THE HOMEOBOX PAGE


maintained by Thomas R. Bürglin 

For the latest classification update, see Bürglin, T.R.  (2011). Homeodomain subtypes and functional diversity. Subcell. Biochem., 52, 95-122.

And for plants, see
Mukherjee, K., Brocchieri, L., and Bürglin, T.R. (2009). A comprehensive classification and evolutionary analysis of plant homeobox genes. Mol. Biol. Evol., 12, 2775-2794

On this page I try to maintain information relevant to homeobox genes (in particular about classification/evolution). Should you find any of this information out of date or wrong, or if you simply want to add some information, please send me an email ().

This page and all figures are Copyright by Thomas R. Bürglin
 

What is a homeobox     Structure of the homeodomain    Classification of homeobox genes     Compilations of homeobox genes


What is a homeobox?

"Since their discovery in 1983, homeobox genes, and the proteins they encode, the homeodomain proteins, have turned out to play important roles in the developmental processes of many multicellular organisms. While certainly not the only developmental control genes, they have been shown to play crucial roles from the earliest steps in embryogenesis - such as setting up an anterior-posterior gradient in the egg of the fruit fly Drosophila melanogaster - to the very latest steps in cell differentiation - such as the differentiation of neurons in the nematode Caenorhabditis elegans (C. elegans).
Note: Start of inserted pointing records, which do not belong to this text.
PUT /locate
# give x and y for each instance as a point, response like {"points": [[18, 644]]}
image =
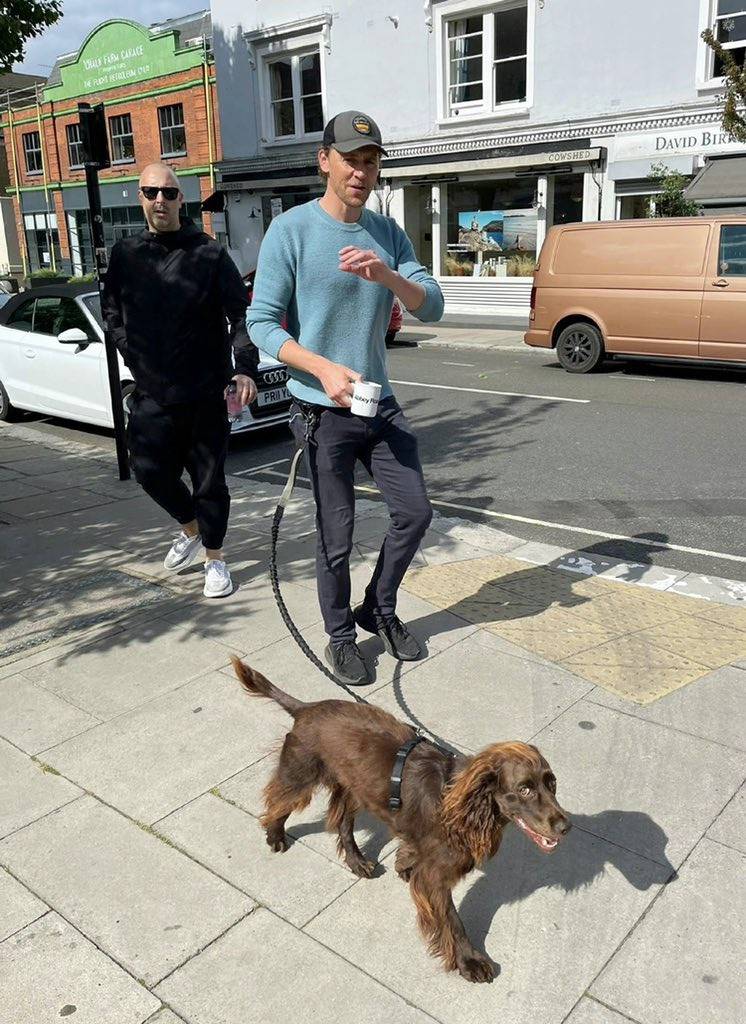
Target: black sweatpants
{"points": [[192, 435], [387, 446]]}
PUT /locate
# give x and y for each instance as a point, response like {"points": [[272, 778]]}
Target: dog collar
{"points": [[398, 770]]}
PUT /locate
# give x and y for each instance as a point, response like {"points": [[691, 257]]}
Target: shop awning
{"points": [[719, 179]]}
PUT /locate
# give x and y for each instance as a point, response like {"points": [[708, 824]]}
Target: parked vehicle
{"points": [[660, 288], [52, 360]]}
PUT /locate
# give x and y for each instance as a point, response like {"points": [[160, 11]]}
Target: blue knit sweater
{"points": [[337, 314]]}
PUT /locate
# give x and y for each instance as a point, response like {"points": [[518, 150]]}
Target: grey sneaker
{"points": [[217, 580], [183, 552]]}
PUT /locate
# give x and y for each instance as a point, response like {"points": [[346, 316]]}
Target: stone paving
{"points": [[135, 884]]}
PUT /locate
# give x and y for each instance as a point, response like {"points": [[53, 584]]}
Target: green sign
{"points": [[119, 53]]}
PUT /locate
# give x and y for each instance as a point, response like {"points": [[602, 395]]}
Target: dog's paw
{"points": [[277, 843], [362, 868], [476, 968]]}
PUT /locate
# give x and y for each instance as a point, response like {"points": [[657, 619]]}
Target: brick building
{"points": [[158, 87]]}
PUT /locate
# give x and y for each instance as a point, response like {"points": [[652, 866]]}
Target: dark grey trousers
{"points": [[388, 449]]}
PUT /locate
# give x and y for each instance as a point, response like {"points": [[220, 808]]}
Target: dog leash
{"points": [[310, 418]]}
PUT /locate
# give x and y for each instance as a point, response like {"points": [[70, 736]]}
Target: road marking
{"points": [[256, 469], [510, 394], [490, 513]]}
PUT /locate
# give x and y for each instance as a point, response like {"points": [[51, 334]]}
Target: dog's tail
{"points": [[256, 684]]}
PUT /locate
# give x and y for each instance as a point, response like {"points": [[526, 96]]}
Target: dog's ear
{"points": [[471, 813]]}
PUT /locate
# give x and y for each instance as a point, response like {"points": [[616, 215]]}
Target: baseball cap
{"points": [[352, 130]]}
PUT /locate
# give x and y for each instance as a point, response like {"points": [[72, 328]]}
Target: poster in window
{"points": [[497, 230]]}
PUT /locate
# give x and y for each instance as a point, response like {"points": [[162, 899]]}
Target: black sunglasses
{"points": [[169, 192]]}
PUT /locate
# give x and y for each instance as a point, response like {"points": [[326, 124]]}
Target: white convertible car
{"points": [[52, 360]]}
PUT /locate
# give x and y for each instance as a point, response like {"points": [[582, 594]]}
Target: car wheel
{"points": [[127, 390], [580, 348], [7, 411]]}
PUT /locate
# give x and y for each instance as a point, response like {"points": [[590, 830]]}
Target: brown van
{"points": [[663, 288]]}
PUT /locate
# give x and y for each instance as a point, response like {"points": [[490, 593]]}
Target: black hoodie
{"points": [[166, 300]]}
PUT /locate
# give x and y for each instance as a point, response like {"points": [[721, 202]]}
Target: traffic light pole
{"points": [[96, 155]]}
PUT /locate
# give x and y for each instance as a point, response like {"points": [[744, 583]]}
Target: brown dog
{"points": [[453, 809]]}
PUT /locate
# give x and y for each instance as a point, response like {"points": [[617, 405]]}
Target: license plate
{"points": [[273, 396]]}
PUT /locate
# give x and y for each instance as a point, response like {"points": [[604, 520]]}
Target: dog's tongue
{"points": [[544, 844]]}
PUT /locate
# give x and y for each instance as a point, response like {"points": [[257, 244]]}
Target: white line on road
{"points": [[490, 513], [579, 529], [480, 390], [256, 469]]}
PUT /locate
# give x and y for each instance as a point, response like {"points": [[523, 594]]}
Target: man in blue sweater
{"points": [[334, 267]]}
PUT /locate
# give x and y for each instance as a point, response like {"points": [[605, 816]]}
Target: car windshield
{"points": [[93, 305]]}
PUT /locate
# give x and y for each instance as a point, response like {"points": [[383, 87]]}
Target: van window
{"points": [[732, 259], [653, 249]]}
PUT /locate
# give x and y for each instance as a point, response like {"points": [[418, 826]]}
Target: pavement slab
{"points": [[686, 955], [152, 760], [28, 791], [264, 970], [17, 906], [674, 785], [34, 719], [50, 971], [543, 920], [138, 899], [295, 885]]}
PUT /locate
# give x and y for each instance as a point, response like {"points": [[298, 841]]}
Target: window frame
{"points": [[708, 18], [131, 134], [485, 109], [293, 49], [170, 128], [71, 142], [36, 150]]}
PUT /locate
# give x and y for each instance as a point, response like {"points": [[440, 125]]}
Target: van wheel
{"points": [[8, 413], [580, 348]]}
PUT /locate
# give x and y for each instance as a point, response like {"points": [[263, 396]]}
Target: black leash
{"points": [[310, 419]]}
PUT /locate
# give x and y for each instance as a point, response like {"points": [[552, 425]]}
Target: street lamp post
{"points": [[95, 157]]}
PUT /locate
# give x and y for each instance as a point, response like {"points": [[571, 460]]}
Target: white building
{"points": [[500, 118]]}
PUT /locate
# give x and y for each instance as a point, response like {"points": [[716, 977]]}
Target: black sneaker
{"points": [[395, 636], [347, 663]]}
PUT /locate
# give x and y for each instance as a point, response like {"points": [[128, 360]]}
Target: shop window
{"points": [[568, 205], [75, 145], [42, 239], [32, 153], [491, 228], [123, 141], [487, 60], [293, 82], [173, 132], [732, 259]]}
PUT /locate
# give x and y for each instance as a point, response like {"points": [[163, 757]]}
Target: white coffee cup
{"points": [[365, 397]]}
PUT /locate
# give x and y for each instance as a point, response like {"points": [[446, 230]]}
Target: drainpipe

They have a wide phylogenetic distribution, having been found in baker's yeast, plants, and all animal phyla that have been examined so far. Since their original discovery, hundreds of homeobox genes have been described" 

"The homeobox was originally described as a conserved DNA motif of about 180 base pairs. The protein domain encoded by the homeobox, the homeodomain, is thus about 60 amino acids long. The first genes found to encode homeodomain proteins were Drosophila developmental control genes, in particular homeotic genes, from which the name "homeo"box was derived. However, many homeobox genes are not homeotic genes; the homeobox is a sequence motif, while "homeotic" is a functional description for genes that cause homeotic transformations."

These excerpts were taken from Bürglin, T.R. (1996) Homeodomain Proteins. In Meyers, R.A. (ed.), Encyclopedia of Molecular Biology and Molecular Medicine, Vol 3., VCH Verlagsgesellschaft mbH, Weinheim, pp. 55-76.

Thus, in summary one can say that the homeodomain is a DNA-binding domain that occurs in proteins that are usually transcription factors. These transcription factors regulate the transcription of other genes and hence very frequently play important roles in development of multicellular organisms.



Some definitions

Hox genes: Hox genes are a subgroup of homeobox genes. In vertebrates these genes are found in gene clusters on the chromosomes. In mammals four such clusters exist, called Hox clusters. The gene name "Hox" has been restricted to name Hox cluster genes in vertebrates. Only genes in the HOX cluster should be named Hox genes. So note: homeobox genes are NOT Hox genes, Hox genes are a subset of homeobox genes.

HOX cluster: The term Hox cluster refers to a group of clustered homeobox genes, named Hox genes in vertebrates, that play important roles in pattern formation along the anterior-posterior body axis. In fact, the first homeobox genes discovered where those of the Drosophila homeotic gene clusters, i.e. the "Antennapedia complex" and the "Bithorax complex", which summarily are referred to as HOM-C (homeotic complex). This HOM-C complex in Drosophila is the evolutionary homolog of the vertebrate Hox clusters and the evolutionarily related homeobox gene clusters in other animals (i.e. chordates, insects, nematodes, etc.) are now also called HOX clusters.

homeodomain: a DNA-binding domain, usually about 60 amino acids in length, encoded by the homeobox.

homeobox: a fragment of DNA of about 180 basepairs (not counting introns), found in homeobox genes.


 

Structure of the homeodomain

Two different views of the Antennapedia homeodomain bound to DNA: View 1, View 2.
 
Here a rotating view of the homeodomain bound to DNA: Rotating View of Antennapedia bound to DNA
 

Do you have a homeobox gene?

Use this consensus to see how well your gene matches. The top is a consensus, amino acids listed under each position occur with smaller and smaller frequency. For more divergent homeobox genes, you don't have to have a match with one of the listed amino acids at each position, but you should have matches to the more conserved positions indicated by the 3 different kinds of symbols. Some infrequently occuring amino acids are not shown. Note: this consensus has been derived from >350 typical (i.e. 60 amino acid long) homeodomain sequences. It does not include highly divergent homeodomains, and atypical homeodomains, in particular the large TALE superclass (see below for more info on TALE).



Classification of homeobox genes

The most recent overview of homeobox genes and their classification can be found in:

Bürglin, T.R.  (2011). Homeodomain subtypes and functional diversity. Subcell. Biochem., 52, 95-122.

Homeodomain Proteins. Bürglin, T.R. ( 2005). In Meyers, R.A. (ed.), Encyclopedia of Molecular Cell Biology and Molecular Medicine, Wiley-VCH Verlag GmbH & Co., Weinheim, 179-222.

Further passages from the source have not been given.